In New York, I recommend prplmnt (seems he has internet presence too, so perhaps you can do it through the mail)
http://prplmnt.com/ I know other printers have seen success with his services, and witnessed it on jobs I interfaced with others on.
But regardless of who you go with, make sure they can handle paper- unless you like deeply burned edges and a trail of soot across the paper. You’ll need to have someone handle the laser end of the production with care; I’ve been experimenting with cutting paper on a laser cutter lately and it’s a very finicky thing.
Stock to stock there are very big differences, and whether it’s made of cotton or wood plays into some of the slight variations in the process of actually setting the laser up and the way it runs is crucial to the outcome of the pieces.
Laser cutters function in 2 main ways (intensity and speed) and another category (frequency); intensity of beam is basically the power level of the beam, and rate of movement is the speed, and frequency of beam will matter but is something we best not get into- your laser cutter operator will know what to do there. It’s super technical.
Anyway, intensity of beam is going to need to change a lot based on the material and thickness.
Then there is the speed at which the laser moves- essentially, how quickly it travels as it cuts. The faster the laser ‘moves’ the more intense you would think the beam should be, but good laser engravers are capable of following the same path twice with a high degree of precision- so you could conceivably take small amounts of material off and make multiple passes until you got through to the other side.
For example- With thick cotton paper, I found that slower cuts with lighter beam intensity actually worked better than faster cuts with higher beam intensity, and by better I mean it resulted in cleaner cuts and even when I engraved paper with a dither pattern it was cleaner.
I suspect that this is because it was cleaner and the compressor was able to ‘clean’ the furrow out as the laser moved more efficiently, and the soot was carried off more efficiently as well because there was less of it at any given time.
(I only did a smattering of tests on a borrowed laser engraver, but I found it to be an interesting enough process that I’m now looking into getting one for the shop. For now I can still go and borrow the epilogue at Resistor, but I’m still looking into what to get and how I would workflow it, and really also how well it would fit into our business model/how much use it would see. So far I can’t totally justify the cost unless it replaces something else.)
Thanks for the great information! This will help a lot!
I agree with HavenPress. Paper is super finicky with a laser cutter. A few years ago, I cut my sister’s wedding invitations using a laser cutter.
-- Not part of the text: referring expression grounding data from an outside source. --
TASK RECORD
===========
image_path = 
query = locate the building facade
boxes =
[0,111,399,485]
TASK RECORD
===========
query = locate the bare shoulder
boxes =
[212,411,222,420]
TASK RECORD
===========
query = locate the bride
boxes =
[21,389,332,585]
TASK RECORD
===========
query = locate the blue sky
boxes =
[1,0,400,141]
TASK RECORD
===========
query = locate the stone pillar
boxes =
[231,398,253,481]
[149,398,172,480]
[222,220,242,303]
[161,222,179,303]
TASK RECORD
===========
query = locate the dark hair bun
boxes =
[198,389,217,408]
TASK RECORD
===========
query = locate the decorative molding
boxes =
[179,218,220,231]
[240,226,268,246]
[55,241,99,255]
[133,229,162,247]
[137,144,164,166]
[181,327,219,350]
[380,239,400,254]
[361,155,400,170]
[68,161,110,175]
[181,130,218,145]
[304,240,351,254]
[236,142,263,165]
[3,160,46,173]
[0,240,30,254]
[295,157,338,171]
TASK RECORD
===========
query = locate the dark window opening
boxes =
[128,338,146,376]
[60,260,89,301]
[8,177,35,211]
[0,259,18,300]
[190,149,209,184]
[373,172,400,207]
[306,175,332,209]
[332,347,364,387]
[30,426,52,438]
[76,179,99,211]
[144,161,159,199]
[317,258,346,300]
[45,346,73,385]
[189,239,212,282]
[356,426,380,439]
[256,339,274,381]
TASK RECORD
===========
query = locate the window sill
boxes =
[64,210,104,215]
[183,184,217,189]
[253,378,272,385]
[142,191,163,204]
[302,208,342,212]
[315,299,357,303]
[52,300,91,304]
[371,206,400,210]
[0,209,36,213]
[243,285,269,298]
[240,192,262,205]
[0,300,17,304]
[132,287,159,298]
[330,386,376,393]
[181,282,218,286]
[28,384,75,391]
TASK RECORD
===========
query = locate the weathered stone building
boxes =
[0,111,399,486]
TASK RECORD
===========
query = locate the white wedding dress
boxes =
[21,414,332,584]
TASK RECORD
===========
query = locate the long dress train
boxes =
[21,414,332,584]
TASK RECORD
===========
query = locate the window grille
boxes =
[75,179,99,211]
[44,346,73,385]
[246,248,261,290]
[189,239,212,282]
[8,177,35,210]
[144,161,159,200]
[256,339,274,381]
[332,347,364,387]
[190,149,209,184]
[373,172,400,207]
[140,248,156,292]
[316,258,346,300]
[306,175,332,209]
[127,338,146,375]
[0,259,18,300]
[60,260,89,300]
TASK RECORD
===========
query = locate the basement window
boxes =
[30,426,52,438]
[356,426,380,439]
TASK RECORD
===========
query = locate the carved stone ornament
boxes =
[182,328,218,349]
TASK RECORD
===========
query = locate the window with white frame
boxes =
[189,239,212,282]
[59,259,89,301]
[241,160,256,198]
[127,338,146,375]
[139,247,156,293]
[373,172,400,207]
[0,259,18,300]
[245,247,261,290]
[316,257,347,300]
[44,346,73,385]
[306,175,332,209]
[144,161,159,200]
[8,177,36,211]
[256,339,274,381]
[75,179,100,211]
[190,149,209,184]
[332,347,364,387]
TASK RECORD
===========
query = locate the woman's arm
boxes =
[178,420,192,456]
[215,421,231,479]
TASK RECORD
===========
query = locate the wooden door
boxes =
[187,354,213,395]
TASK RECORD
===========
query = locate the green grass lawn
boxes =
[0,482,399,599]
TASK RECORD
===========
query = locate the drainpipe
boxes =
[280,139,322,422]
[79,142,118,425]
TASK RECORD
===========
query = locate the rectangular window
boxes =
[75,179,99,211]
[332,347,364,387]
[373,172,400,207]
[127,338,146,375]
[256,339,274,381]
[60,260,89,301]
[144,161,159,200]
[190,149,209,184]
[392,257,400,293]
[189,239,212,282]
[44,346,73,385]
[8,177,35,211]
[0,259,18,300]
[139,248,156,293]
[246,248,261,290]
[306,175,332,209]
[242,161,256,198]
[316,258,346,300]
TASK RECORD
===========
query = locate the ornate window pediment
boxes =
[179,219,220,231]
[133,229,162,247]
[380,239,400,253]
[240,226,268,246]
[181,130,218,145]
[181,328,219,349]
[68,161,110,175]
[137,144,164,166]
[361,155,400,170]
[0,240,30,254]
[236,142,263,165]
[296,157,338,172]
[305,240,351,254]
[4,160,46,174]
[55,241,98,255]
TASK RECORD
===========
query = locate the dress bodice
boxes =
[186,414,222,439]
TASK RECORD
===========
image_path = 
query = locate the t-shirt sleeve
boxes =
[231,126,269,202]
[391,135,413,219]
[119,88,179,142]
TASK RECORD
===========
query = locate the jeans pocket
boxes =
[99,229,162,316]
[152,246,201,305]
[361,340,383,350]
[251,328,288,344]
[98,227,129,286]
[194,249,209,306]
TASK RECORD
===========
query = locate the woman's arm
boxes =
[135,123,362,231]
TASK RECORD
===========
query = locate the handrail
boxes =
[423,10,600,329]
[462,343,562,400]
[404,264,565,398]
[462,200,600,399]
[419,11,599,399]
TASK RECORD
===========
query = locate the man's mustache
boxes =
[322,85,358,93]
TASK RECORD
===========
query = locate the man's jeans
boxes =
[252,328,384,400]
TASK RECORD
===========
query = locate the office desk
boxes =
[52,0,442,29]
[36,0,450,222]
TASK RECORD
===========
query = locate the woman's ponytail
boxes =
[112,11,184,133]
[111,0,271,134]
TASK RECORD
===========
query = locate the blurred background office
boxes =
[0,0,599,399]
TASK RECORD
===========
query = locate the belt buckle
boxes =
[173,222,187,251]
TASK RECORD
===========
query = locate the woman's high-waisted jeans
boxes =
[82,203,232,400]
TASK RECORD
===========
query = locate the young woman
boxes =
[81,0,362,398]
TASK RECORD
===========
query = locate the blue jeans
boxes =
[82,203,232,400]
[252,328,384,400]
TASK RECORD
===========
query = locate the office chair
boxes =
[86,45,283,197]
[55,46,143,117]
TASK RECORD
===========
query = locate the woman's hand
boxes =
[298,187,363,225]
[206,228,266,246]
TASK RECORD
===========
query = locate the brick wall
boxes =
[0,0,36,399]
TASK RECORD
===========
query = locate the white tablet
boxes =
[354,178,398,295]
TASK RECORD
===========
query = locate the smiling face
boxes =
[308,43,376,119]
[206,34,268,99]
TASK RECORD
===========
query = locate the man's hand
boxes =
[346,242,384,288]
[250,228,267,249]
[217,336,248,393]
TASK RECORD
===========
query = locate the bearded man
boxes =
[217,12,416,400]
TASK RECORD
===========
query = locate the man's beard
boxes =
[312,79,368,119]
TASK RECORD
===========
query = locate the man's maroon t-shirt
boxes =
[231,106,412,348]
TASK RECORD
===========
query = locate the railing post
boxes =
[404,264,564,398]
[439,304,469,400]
It turned out great with just a hint of brown at the cut edges. I will say, they have NOT aged well at all. 3 years later, the cut edges are all extremely yellow and look like they are bleeding into the paper.
I used a cotton rag paper, so I’m not sure if you would achieve better results with a less fibrous paper. I think it will be a balance to try to find a paper that works well with both the laser and letterpress techniques.
Yeah, and there are lots of artists who have embraced lasering paper in the fine art world. It will be interesting to see how those projects fair as time moves on, without having seen a true archiving test or knowing the long term effects.
Here’s a rather expensive example by my friend Scott Campbell. I think if there’s any degradation which will occur in time from the laser process, he’d likely be all for it.
Hah. Funny, I only met him a few months ago but I love his work. He’s been working with the robot fabricators next door on some sort of similar projects.